Slosarczykovia circumantarctica is a relatively large species of squid attaining a mantle length of 170 mm, the mantle having a long and slender form with rhomboid shaped fins placed posteriorly. The suckers on the arms are very variable some completely lacking in teeth, others with few teeth and yet others with many teeth. The tentacles have the largest suckers running from the proximal manus and these are about three quarters in diameter of largest sucker from proximal dactylus. The suckers on the tentacular club are weakly differentiated. There is no carpal locking mechanism and there are 13 small carpal suckers which form a row along the dorsal margin of the manus. In squid with a mantle length of greater than 60mm the mantle, fins, head and arms are covered in a fibrous, net like covering of the integument. There is no hectocotylus on the males.
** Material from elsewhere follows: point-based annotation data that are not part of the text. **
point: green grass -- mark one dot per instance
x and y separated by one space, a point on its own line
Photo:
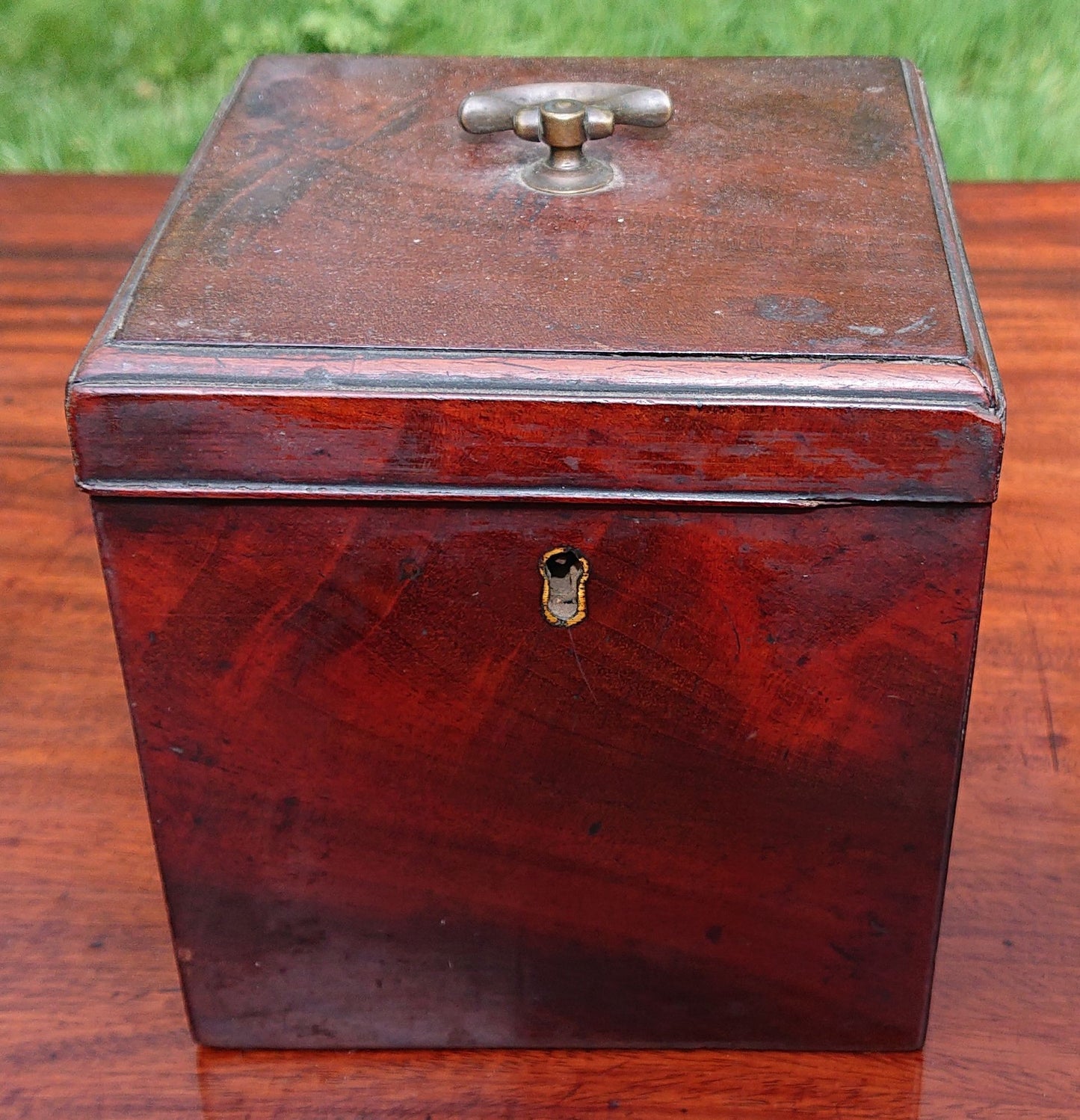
129 85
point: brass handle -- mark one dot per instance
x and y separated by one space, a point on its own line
564 116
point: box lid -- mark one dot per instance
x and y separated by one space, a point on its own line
349 294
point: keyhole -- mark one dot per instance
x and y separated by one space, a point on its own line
564 571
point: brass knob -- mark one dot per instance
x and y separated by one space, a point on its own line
564 116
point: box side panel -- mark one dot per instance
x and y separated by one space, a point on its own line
233 443
394 807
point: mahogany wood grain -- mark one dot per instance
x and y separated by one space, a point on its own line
91 1021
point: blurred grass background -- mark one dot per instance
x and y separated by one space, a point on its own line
129 85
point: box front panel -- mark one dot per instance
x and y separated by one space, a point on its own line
394 805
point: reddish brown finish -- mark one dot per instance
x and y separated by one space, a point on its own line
394 807
794 216
342 204
347 447
91 1023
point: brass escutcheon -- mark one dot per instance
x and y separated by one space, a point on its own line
564 571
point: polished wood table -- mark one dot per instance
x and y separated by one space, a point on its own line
91 1016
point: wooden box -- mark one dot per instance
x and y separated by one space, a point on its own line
547 618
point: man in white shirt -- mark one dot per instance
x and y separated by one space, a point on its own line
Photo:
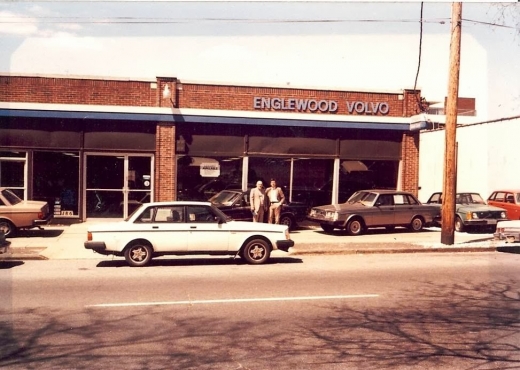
258 202
276 198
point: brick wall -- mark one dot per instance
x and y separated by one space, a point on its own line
202 96
241 98
77 91
165 164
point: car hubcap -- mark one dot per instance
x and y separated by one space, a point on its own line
256 252
138 254
4 228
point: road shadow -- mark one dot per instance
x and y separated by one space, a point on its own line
209 261
37 233
5 265
515 249
375 231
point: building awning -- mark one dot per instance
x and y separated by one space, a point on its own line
210 116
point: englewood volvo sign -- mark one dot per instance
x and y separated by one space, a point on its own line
314 105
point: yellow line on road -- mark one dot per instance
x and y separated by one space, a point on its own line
238 300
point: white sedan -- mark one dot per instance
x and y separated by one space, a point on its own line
185 228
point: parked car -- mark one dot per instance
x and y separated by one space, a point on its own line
235 203
16 214
508 230
508 200
472 212
323 194
185 228
375 208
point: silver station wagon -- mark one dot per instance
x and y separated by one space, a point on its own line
186 228
375 208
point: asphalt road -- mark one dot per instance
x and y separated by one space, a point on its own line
410 311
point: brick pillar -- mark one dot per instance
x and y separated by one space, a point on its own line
165 163
410 158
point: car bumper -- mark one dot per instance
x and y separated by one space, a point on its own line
99 247
4 248
509 236
45 221
284 245
481 222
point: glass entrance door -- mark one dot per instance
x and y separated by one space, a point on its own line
116 184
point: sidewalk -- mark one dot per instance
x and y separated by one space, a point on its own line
66 242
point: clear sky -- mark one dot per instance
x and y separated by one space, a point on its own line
318 44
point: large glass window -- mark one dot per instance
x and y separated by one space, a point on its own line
56 181
199 178
12 171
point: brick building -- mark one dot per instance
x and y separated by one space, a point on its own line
98 147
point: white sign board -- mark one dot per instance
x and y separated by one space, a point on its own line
210 169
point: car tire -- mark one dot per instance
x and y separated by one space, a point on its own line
416 224
288 221
7 227
355 227
459 225
327 228
256 251
138 254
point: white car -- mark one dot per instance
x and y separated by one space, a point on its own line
186 228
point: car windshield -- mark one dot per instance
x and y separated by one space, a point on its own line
363 197
469 198
11 197
225 198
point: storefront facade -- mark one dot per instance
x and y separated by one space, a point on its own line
98 148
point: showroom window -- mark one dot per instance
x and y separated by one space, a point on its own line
56 181
13 172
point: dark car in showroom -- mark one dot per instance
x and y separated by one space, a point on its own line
375 208
235 204
472 212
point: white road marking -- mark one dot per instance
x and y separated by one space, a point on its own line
239 300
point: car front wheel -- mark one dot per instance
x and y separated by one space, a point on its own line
459 225
256 251
7 227
287 220
355 227
327 228
416 224
138 254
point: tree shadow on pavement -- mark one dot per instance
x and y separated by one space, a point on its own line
37 233
210 261
441 326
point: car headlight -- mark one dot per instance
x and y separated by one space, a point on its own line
332 215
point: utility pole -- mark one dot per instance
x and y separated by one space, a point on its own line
450 159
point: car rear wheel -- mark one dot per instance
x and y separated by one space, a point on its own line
7 227
459 225
416 224
288 221
138 254
256 251
327 228
355 227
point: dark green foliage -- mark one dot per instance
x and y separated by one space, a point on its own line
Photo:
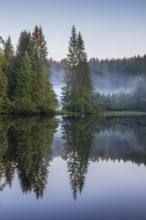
77 95
23 89
29 89
3 85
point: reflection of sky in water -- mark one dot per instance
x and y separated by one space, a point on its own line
112 190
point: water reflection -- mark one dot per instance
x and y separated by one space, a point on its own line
26 148
78 136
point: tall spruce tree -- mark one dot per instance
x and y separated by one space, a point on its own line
43 94
23 90
9 59
3 84
77 95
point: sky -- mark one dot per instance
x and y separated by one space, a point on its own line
110 28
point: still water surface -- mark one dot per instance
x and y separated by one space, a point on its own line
73 168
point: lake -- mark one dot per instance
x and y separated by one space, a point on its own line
73 168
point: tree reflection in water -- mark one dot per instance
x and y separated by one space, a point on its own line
26 148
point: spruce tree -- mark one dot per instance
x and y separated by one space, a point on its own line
9 71
77 95
23 91
3 86
43 94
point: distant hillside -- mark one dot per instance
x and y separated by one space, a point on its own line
108 76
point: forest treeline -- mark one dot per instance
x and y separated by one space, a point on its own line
118 84
88 86
24 77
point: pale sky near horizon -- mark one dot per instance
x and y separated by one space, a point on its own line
110 28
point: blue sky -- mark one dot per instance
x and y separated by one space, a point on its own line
110 28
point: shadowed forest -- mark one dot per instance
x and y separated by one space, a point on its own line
30 83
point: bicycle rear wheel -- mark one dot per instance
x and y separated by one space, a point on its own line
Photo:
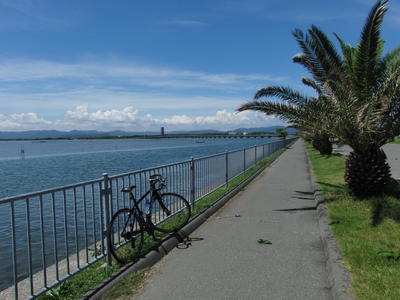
170 215
125 236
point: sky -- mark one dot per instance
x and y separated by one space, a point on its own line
139 65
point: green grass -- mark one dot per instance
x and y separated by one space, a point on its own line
371 253
396 141
79 284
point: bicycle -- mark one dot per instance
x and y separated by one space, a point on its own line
166 213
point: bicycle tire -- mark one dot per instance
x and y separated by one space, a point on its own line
180 213
129 244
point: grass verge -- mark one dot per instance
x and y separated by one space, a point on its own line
79 284
396 141
371 253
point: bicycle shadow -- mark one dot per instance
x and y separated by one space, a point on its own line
185 243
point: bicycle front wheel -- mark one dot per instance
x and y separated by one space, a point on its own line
171 214
125 236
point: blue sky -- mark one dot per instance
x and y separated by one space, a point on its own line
138 65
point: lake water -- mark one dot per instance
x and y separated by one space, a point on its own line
31 166
60 162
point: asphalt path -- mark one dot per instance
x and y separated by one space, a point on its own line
225 260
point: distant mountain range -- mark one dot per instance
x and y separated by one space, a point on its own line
45 134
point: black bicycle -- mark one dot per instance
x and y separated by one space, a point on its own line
166 212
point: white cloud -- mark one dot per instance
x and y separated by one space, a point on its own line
22 121
129 119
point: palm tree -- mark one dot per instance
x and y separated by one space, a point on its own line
359 95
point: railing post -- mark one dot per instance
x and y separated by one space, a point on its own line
106 196
226 169
192 182
244 160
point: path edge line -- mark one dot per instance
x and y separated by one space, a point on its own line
338 278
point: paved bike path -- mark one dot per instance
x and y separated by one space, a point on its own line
225 261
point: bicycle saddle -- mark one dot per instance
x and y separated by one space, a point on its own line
128 189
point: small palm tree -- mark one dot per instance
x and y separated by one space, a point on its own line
304 113
359 97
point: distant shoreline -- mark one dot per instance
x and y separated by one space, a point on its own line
205 136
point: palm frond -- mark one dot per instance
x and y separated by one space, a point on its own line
283 93
309 60
313 84
326 53
368 51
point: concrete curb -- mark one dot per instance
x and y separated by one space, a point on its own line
339 279
157 253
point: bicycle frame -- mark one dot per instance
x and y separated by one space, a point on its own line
145 219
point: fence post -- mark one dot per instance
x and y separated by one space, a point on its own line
226 169
106 196
244 160
192 181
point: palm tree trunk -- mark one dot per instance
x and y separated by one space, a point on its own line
367 173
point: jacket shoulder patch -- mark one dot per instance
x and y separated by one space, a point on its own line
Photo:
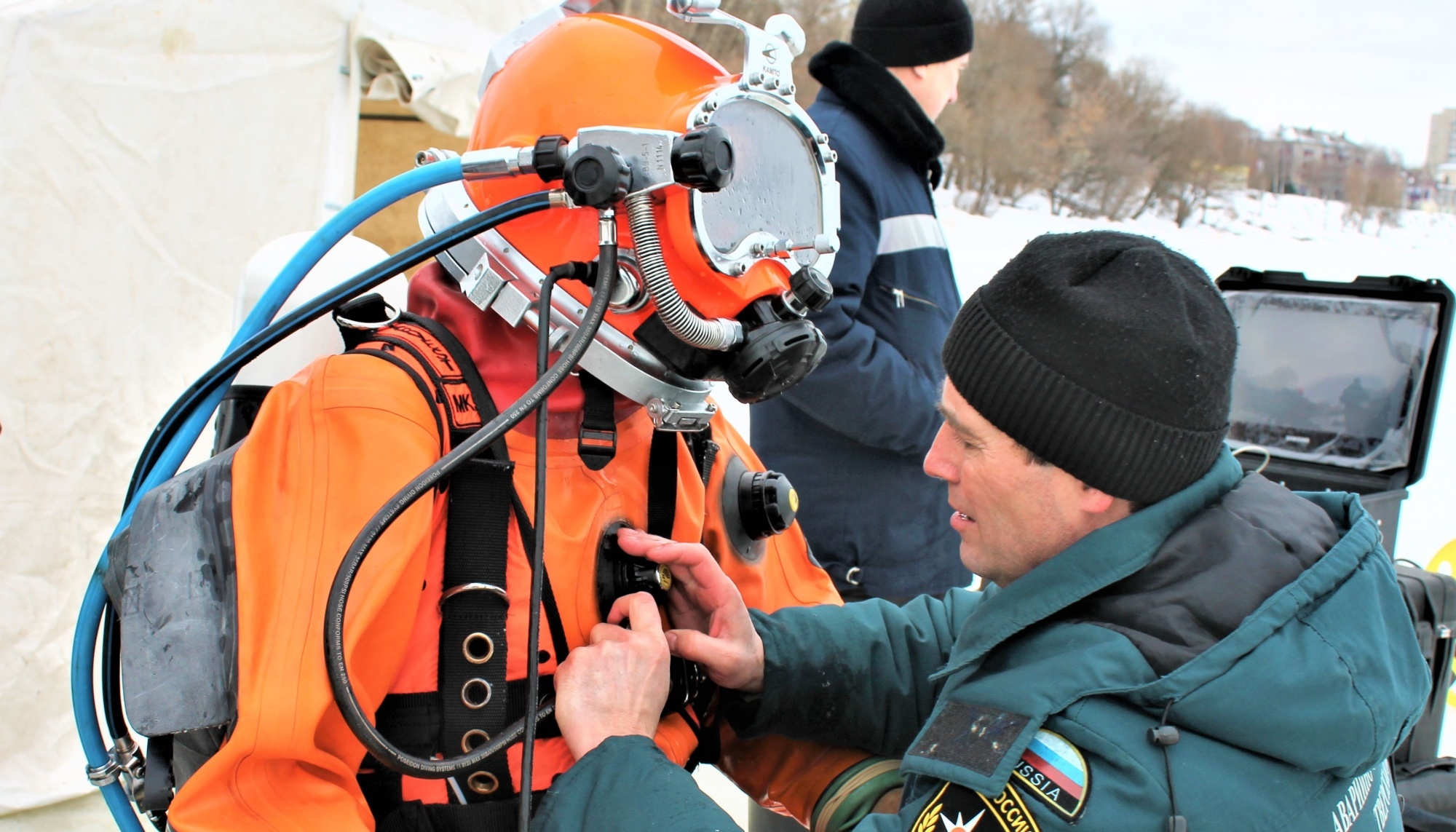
970 737
1055 772
959 809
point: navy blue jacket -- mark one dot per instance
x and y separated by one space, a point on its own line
854 434
1267 627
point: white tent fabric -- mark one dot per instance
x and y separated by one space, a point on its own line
149 148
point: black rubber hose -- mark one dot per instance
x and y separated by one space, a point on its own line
355 716
111 674
538 559
283 328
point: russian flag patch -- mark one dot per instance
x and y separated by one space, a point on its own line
1055 772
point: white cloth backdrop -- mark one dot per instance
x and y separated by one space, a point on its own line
148 148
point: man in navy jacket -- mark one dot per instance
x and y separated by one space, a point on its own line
852 435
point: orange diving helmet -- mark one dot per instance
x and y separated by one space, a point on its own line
730 217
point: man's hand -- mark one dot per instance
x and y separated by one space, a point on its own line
716 629
618 684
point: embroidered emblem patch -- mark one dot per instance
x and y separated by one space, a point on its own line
959 809
1055 772
970 737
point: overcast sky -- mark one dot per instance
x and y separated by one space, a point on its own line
1375 68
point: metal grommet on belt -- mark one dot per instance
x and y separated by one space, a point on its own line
480 737
483 783
391 316
471 655
490 588
465 693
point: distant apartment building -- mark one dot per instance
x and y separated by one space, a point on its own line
1311 162
1442 150
1445 195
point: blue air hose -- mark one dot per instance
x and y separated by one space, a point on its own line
84 646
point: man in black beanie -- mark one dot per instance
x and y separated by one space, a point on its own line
852 435
1166 643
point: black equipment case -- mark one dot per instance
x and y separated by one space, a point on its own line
1337 384
1307 352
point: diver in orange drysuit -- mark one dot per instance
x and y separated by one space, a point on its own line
436 642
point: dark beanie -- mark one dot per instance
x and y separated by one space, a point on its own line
912 32
1106 354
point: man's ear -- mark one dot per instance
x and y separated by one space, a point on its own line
1096 502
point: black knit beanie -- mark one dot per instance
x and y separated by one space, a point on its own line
1107 355
912 32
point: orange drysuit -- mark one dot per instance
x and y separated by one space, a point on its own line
330 447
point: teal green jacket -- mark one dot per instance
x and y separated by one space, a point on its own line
1267 627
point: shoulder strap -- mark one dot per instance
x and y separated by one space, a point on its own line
662 483
598 440
474 697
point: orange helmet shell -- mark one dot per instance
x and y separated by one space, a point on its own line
609 70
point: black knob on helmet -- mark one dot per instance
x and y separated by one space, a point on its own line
812 288
767 504
550 157
703 159
774 358
596 176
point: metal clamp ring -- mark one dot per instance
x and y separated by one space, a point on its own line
471 657
468 747
483 783
490 588
104 774
465 694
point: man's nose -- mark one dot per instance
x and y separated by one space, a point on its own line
937 464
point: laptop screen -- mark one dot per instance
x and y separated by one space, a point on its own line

Slosarczykovia circumantarctica was described from a type specimen collected off Wilkes Land, Antarctica and it is thought to have a distribution throughout the seas around Antarctica. It is one of the most common species of squid in Antarctic waters but little is known of the biology of this pelagic species. It is not currently fished for.

The generic name Slosarczykovia honours was derived from the surname of the late Dr Wieslaw Slósarczyk, who was responsible for collecting almost all the specimens used to describe the species while the specific name circumantarctica refers to the circumpolar distribution of the species in the Southern Ocean.